シンクロ攻撃の効果を上げるには?

今日からゴールデンウィークに突入、という方も多いと思います。
そしてバレーボール界でゴールデンウィークといえば、もちろん黒鷲旗!今年はどんな戦いが繰り広げられるか非常に楽しみです!
・・・と言いたいところですが、既にご存じのように新型コロナウイルスの影響で2年連続中止になってしまいました。毎年のことですが、この大会を最後にコートを去る選手も多いため、非常に残念です。
そんなわけで黒鷲旗に関する記事が書けませんので、トランジションの局面における話の続きを書こうかと思います。
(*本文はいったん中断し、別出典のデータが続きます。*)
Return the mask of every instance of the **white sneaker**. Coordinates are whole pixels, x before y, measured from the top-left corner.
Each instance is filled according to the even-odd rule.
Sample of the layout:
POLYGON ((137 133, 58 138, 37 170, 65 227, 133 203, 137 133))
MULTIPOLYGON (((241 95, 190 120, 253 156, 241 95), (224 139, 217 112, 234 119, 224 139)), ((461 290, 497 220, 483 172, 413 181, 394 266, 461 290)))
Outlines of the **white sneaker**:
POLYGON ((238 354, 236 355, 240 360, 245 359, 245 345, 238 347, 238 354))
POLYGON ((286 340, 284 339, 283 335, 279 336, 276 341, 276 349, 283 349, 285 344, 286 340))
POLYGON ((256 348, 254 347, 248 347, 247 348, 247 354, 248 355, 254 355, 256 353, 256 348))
以前、シンクロ攻撃 によって攻撃枚数を確保するためにはどうしたらいいのか、ということを「ネットの呪縛」「スタッカート助走、またの名をスライド・アシスト」で書きました。これは主に従来の日本バレーにおける マイナス・テンポ の弊害によって攻撃枚数が減ってしまうのをどうやって防止するか、ということに重点を置いていました。しかし、攻撃枚数さえ確保できればそれでいいのか、というともちろんそんなことはありません。
なぜならこういったプレーがどんどん行われるようになると、守備側もそれに対応して進化するからです。その一つがブロックの「デディケート・シフト」だという話も以前に書きました。
デディケート対応1リード・ブロック を前提として考えます。上図の場合、攻撃側から見ると相手ブロックは一見OPの攻撃に対して手薄に感じられますがそれでも採用されるのには理由があります。
リード・ブロックはトスが誰に上がったかを見てからそのアタッカーに対してブロックに跳ぶという、”後出しじゃんけん”です。これは攻撃の選択肢が多ければ多いほど、「誰に上がったか」を判断するのが難しくなる(=反応するのが遅くなる)ことを意味します。つまりセッター前には3つの選択肢があるので判断に時間がかかるのに対し、セッターの背後にはOP以外の選択肢がないので素早い反応が可能になります。結果として、手薄に見えるライト側の攻撃に対して相手MBのブロックがしっかりと追いかけてくるわけです。またセッター前に上がった場合には、判断に時間がかかるものの移動距離が短いため、やはりブロックが追いかけてくることになります。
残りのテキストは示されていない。